UN Secretary General Antonio Guterres said Tuesday that migration, which is currently posing serious challenges to political leaders around the world, was “inevitable”.
The topic is being hotly debated across Europe and in the United States. In recent days, migrants have been shunted around the Mediterranean, three European countries have formed an ‘axis’ against clandestine immigration, and the US administration is under fire for separating the children of illegal immigrants from their parents.
Countries have the right to adopt their own immigration policies “provided obviously that they respect the human rights of migrants and that this is done in a way in which international cooperation becomes much more relevant than what has happened until now,” Guterres told reporters in Lorenskog, near Oslo, on the sidelines of an annual forum gathering peace mediators.

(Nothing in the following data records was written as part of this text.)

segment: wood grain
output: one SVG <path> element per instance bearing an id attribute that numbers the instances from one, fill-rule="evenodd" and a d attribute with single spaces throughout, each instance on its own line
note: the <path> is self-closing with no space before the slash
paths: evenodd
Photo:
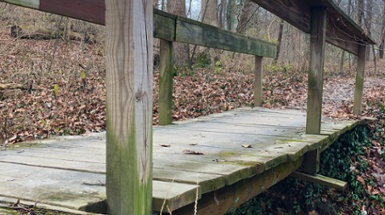
<path id="1" fill-rule="evenodd" d="M 106 1 L 109 214 L 150 214 L 152 1 Z"/>
<path id="2" fill-rule="evenodd" d="M 320 134 L 325 56 L 326 8 L 312 8 L 306 133 Z"/>

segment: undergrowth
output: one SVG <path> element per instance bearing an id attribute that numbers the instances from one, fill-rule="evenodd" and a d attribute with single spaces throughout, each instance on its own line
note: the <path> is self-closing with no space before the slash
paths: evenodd
<path id="1" fill-rule="evenodd" d="M 384 214 L 380 179 L 372 174 L 383 162 L 383 148 L 383 119 L 359 126 L 321 153 L 320 174 L 346 181 L 345 191 L 286 178 L 228 214 Z"/>

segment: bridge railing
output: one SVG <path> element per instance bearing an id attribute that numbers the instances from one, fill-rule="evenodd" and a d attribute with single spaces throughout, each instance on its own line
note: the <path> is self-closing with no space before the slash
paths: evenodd
<path id="1" fill-rule="evenodd" d="M 40 11 L 105 25 L 104 0 L 0 0 Z M 154 34 L 160 42 L 159 124 L 172 123 L 173 42 L 255 56 L 254 105 L 262 104 L 262 59 L 276 56 L 276 44 L 219 29 L 154 9 Z"/>

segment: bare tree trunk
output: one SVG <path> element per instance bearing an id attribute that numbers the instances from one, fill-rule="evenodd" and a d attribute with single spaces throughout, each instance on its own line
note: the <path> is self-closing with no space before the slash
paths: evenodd
<path id="1" fill-rule="evenodd" d="M 373 19 L 373 0 L 366 1 L 366 18 L 365 18 L 365 33 L 371 35 L 372 33 L 372 19 Z M 370 59 L 370 50 L 371 47 L 367 46 L 366 48 L 366 61 Z M 376 58 L 376 56 L 374 56 Z"/>
<path id="2" fill-rule="evenodd" d="M 380 59 L 384 58 L 384 45 L 385 45 L 385 1 L 383 1 L 383 8 L 382 8 L 380 46 L 379 46 L 379 51 L 378 51 L 378 56 Z"/>
<path id="3" fill-rule="evenodd" d="M 227 0 L 220 0 L 219 3 L 219 14 L 218 14 L 218 27 L 221 29 L 225 28 L 226 24 L 226 8 Z"/>
<path id="4" fill-rule="evenodd" d="M 204 11 L 202 14 L 202 22 L 218 26 L 218 7 L 217 0 L 202 0 L 201 2 L 201 11 Z"/>
<path id="5" fill-rule="evenodd" d="M 279 58 L 279 54 L 281 53 L 281 43 L 282 43 L 282 34 L 283 34 L 283 24 L 284 24 L 284 20 L 281 19 L 281 21 L 279 22 L 279 30 L 278 30 L 277 55 L 275 56 L 275 58 L 274 58 L 274 60 L 273 60 L 273 64 L 277 64 L 278 58 Z"/>
<path id="6" fill-rule="evenodd" d="M 186 16 L 186 1 L 185 0 L 168 0 L 167 11 L 169 13 Z M 189 65 L 189 46 L 185 43 L 174 43 L 174 64 L 177 66 Z"/>
<path id="7" fill-rule="evenodd" d="M 233 31 L 234 29 L 234 22 L 235 22 L 235 1 L 229 0 L 227 3 L 227 29 L 229 31 Z"/>
<path id="8" fill-rule="evenodd" d="M 356 0 L 357 17 L 356 22 L 362 27 L 362 20 L 364 19 L 364 0 Z"/>

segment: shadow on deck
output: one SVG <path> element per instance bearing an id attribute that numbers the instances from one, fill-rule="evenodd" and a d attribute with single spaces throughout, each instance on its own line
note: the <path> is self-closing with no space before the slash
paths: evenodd
<path id="1" fill-rule="evenodd" d="M 201 214 L 223 214 L 362 123 L 325 120 L 322 135 L 306 135 L 305 122 L 305 112 L 254 108 L 154 127 L 154 210 L 193 213 L 198 200 Z M 57 137 L 0 151 L 0 201 L 103 212 L 105 140 L 105 133 Z"/>

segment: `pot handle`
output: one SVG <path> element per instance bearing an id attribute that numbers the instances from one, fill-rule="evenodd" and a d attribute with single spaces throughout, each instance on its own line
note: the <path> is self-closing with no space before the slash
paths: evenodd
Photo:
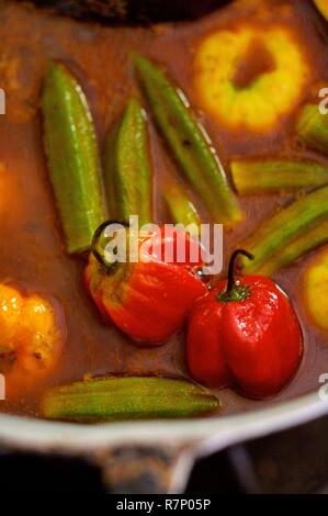
<path id="1" fill-rule="evenodd" d="M 118 447 L 95 458 L 112 494 L 180 493 L 193 461 L 189 449 L 145 446 Z"/>

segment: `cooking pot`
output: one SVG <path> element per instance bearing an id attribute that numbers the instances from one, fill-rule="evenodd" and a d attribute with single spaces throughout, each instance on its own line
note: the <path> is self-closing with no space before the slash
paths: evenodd
<path id="1" fill-rule="evenodd" d="M 35 0 L 34 3 L 47 4 L 60 13 L 83 19 L 139 22 L 193 18 L 225 2 Z M 83 457 L 103 469 L 104 480 L 112 492 L 173 493 L 184 489 L 195 458 L 325 414 L 328 414 L 328 400 L 320 400 L 318 392 L 276 405 L 271 402 L 264 410 L 184 420 L 91 426 L 1 414 L 0 446 L 13 451 Z"/>

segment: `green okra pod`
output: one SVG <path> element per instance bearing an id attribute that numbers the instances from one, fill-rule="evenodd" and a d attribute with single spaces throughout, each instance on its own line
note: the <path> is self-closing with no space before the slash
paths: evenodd
<path id="1" fill-rule="evenodd" d="M 267 218 L 242 247 L 255 256 L 242 261 L 245 273 L 260 273 L 268 262 L 274 263 L 274 255 L 321 224 L 328 216 L 328 187 L 301 197 L 272 217 Z"/>
<path id="2" fill-rule="evenodd" d="M 230 164 L 240 195 L 297 190 L 328 183 L 328 166 L 309 160 L 239 159 Z"/>
<path id="3" fill-rule="evenodd" d="M 139 216 L 139 226 L 152 222 L 151 161 L 146 112 L 129 99 L 118 124 L 109 134 L 104 152 L 105 191 L 113 218 L 128 222 Z"/>
<path id="4" fill-rule="evenodd" d="M 261 272 L 272 276 L 276 270 L 294 263 L 298 258 L 328 243 L 328 218 L 319 221 L 308 232 L 282 247 L 262 268 Z"/>
<path id="5" fill-rule="evenodd" d="M 84 423 L 200 416 L 219 407 L 199 385 L 160 377 L 86 380 L 53 388 L 42 401 L 44 417 Z"/>
<path id="6" fill-rule="evenodd" d="M 68 253 L 90 247 L 106 218 L 100 160 L 86 96 L 71 72 L 53 63 L 45 77 L 42 114 L 44 143 Z"/>
<path id="7" fill-rule="evenodd" d="M 184 176 L 215 222 L 238 222 L 241 212 L 224 168 L 184 94 L 148 59 L 138 54 L 133 59 L 154 119 Z"/>

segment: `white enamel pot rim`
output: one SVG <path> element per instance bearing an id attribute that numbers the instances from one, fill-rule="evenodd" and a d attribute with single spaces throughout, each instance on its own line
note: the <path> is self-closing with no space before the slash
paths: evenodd
<path id="1" fill-rule="evenodd" d="M 317 392 L 231 416 L 81 425 L 0 415 L 0 445 L 31 451 L 92 453 L 124 446 L 188 447 L 194 456 L 302 425 L 328 414 Z"/>

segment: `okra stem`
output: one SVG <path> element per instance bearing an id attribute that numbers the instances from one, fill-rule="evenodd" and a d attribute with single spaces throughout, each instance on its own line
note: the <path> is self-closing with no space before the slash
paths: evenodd
<path id="1" fill-rule="evenodd" d="M 320 187 L 328 183 L 328 166 L 301 160 L 235 160 L 233 180 L 240 195 Z"/>
<path id="2" fill-rule="evenodd" d="M 106 218 L 92 116 L 76 78 L 50 65 L 42 97 L 44 143 L 68 253 L 89 249 Z"/>
<path id="3" fill-rule="evenodd" d="M 163 200 L 176 224 L 189 226 L 191 234 L 201 232 L 201 218 L 190 195 L 178 182 L 170 182 L 163 189 Z"/>
<path id="4" fill-rule="evenodd" d="M 122 121 L 106 139 L 104 172 L 111 215 L 126 222 L 129 215 L 138 215 L 139 226 L 151 223 L 147 117 L 135 98 L 129 99 Z"/>
<path id="5" fill-rule="evenodd" d="M 134 54 L 134 64 L 158 128 L 191 186 L 215 222 L 238 222 L 241 213 L 224 168 L 186 98 L 145 57 Z"/>
<path id="6" fill-rule="evenodd" d="M 242 261 L 244 272 L 261 272 L 274 255 L 297 238 L 310 235 L 310 228 L 328 215 L 328 187 L 303 195 L 297 201 L 265 220 L 242 247 L 255 256 Z"/>
<path id="7" fill-rule="evenodd" d="M 108 377 L 50 389 L 42 402 L 49 419 L 97 423 L 200 416 L 219 401 L 199 385 L 158 377 Z"/>

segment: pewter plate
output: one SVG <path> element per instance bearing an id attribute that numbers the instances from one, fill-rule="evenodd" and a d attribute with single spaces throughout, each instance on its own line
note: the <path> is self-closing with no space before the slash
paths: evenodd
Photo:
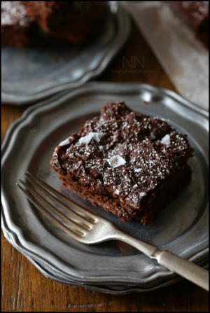
<path id="1" fill-rule="evenodd" d="M 1 102 L 36 102 L 92 79 L 106 68 L 127 40 L 130 22 L 115 1 L 103 31 L 80 47 L 41 32 L 33 46 L 1 47 Z"/>
<path id="2" fill-rule="evenodd" d="M 107 102 L 120 99 L 134 111 L 169 119 L 195 149 L 191 183 L 146 227 L 123 223 L 67 191 L 49 165 L 61 141 L 99 115 Z M 2 221 L 11 242 L 54 275 L 76 284 L 148 289 L 177 277 L 125 243 L 77 242 L 37 212 L 15 183 L 29 170 L 122 231 L 199 263 L 209 252 L 208 122 L 205 111 L 174 92 L 135 83 L 88 83 L 29 108 L 10 127 L 2 148 Z"/>
<path id="3" fill-rule="evenodd" d="M 31 257 L 25 255 L 24 252 L 18 247 L 15 246 L 15 244 L 11 239 L 10 235 L 7 234 L 6 231 L 4 230 L 3 226 L 3 232 L 5 237 L 8 240 L 10 244 L 12 244 L 20 252 L 21 252 L 31 263 L 47 278 L 54 280 L 55 281 L 57 281 L 61 284 L 64 284 L 66 285 L 73 286 L 74 287 L 83 287 L 85 289 L 89 289 L 94 291 L 99 291 L 104 293 L 111 293 L 115 295 L 125 295 L 128 293 L 132 293 L 134 292 L 148 292 L 153 291 L 157 289 L 160 289 L 161 288 L 166 287 L 176 282 L 180 281 L 183 279 L 181 277 L 176 277 L 172 279 L 167 279 L 165 282 L 161 283 L 155 286 L 152 288 L 142 288 L 140 286 L 129 286 L 129 285 L 111 285 L 111 286 L 100 286 L 100 285 L 85 285 L 84 284 L 76 283 L 74 281 L 65 279 L 62 276 L 58 274 L 55 274 L 53 273 L 50 269 L 48 268 L 48 267 L 45 267 L 43 264 L 39 264 L 37 261 L 34 260 Z M 209 268 L 209 256 L 204 257 L 202 259 L 199 263 L 197 263 L 199 266 L 202 267 L 203 268 Z"/>

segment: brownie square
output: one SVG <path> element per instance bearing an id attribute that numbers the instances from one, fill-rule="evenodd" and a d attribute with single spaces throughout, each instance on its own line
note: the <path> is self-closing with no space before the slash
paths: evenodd
<path id="1" fill-rule="evenodd" d="M 34 21 L 20 1 L 1 1 L 1 45 L 28 46 L 33 27 Z"/>
<path id="2" fill-rule="evenodd" d="M 166 120 L 120 102 L 61 142 L 50 165 L 64 186 L 96 207 L 146 225 L 190 182 L 193 151 Z"/>
<path id="3" fill-rule="evenodd" d="M 171 5 L 209 48 L 209 1 L 172 1 Z"/>
<path id="4" fill-rule="evenodd" d="M 48 33 L 73 43 L 102 29 L 107 1 L 21 1 L 29 16 Z"/>

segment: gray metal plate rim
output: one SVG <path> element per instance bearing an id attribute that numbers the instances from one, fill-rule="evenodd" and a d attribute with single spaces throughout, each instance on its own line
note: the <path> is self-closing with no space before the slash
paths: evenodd
<path id="1" fill-rule="evenodd" d="M 162 283 L 160 284 L 158 284 L 158 286 L 155 286 L 155 287 L 148 288 L 142 288 L 141 287 L 136 286 L 135 288 L 127 288 L 127 286 L 120 285 L 120 287 L 122 289 L 125 290 L 115 290 L 115 285 L 109 286 L 89 286 L 85 285 L 82 283 L 76 283 L 75 281 L 71 281 L 69 280 L 65 279 L 64 277 L 59 276 L 59 275 L 55 275 L 53 272 L 51 272 L 49 269 L 45 268 L 43 265 L 37 263 L 36 260 L 34 260 L 33 258 L 31 258 L 30 256 L 26 255 L 24 253 L 23 251 L 21 250 L 18 246 L 17 246 L 15 243 L 11 240 L 9 235 L 7 235 L 7 232 L 6 230 L 3 228 L 3 232 L 4 237 L 7 239 L 7 240 L 17 250 L 18 250 L 20 253 L 22 253 L 34 266 L 36 267 L 46 278 L 48 278 L 50 279 L 52 279 L 55 281 L 59 282 L 60 284 L 64 284 L 69 286 L 73 286 L 74 287 L 83 287 L 85 288 L 87 290 L 91 290 L 94 291 L 98 291 L 102 292 L 104 293 L 108 293 L 108 294 L 113 294 L 113 295 L 126 295 L 132 293 L 134 292 L 138 293 L 144 293 L 144 292 L 149 292 L 149 291 L 153 291 L 158 289 L 160 289 L 162 288 L 170 286 L 172 284 L 175 284 L 176 282 L 178 282 L 183 279 L 181 277 L 175 277 L 172 279 L 169 279 L 167 281 L 164 283 Z M 201 265 L 200 265 L 201 266 Z M 204 265 L 202 265 L 203 268 L 208 269 L 209 268 L 209 263 L 205 264 Z M 109 287 L 109 288 L 108 288 Z"/>
<path id="2" fill-rule="evenodd" d="M 94 69 L 88 70 L 82 77 L 75 81 L 59 84 L 57 87 L 50 87 L 49 88 L 46 88 L 46 90 L 38 92 L 33 95 L 21 96 L 20 95 L 11 95 L 1 91 L 1 102 L 6 104 L 15 104 L 18 106 L 34 103 L 64 90 L 74 89 L 100 75 L 124 45 L 130 32 L 131 25 L 130 18 L 126 11 L 120 5 L 118 6 L 117 18 L 119 25 L 119 32 L 114 42 L 112 42 L 110 46 L 108 47 L 108 50 L 105 51 L 101 62 Z"/>

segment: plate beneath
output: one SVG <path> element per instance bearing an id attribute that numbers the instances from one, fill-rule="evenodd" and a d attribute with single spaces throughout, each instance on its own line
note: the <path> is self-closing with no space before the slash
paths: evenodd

“Migration is a phenomenon that is inevitable,” he stressed.
Guterres gave the example of his own 95-year-old mother who, he said, is cared for around-the-clock by migrants in his native Portugal.
“I never met a Portuguese (person) taking care of my mother. It’s always migrants and it is clear for me that migration is a need,” he said.
“And if migration is a need, then it’s better to organise it, it’s better to regulate it, it’s better to make it happen in a way in which countries cooperate with each other and in a way in which there is a win-win situation for everybody, especially for so many migrants that are now in desperate conditions,” he said.
The international community is scheduled to meet in Marrakech on December 10-11 for a conference on migration issues, which is expected to lead to the adoption of a global pact on safe and regulated migration.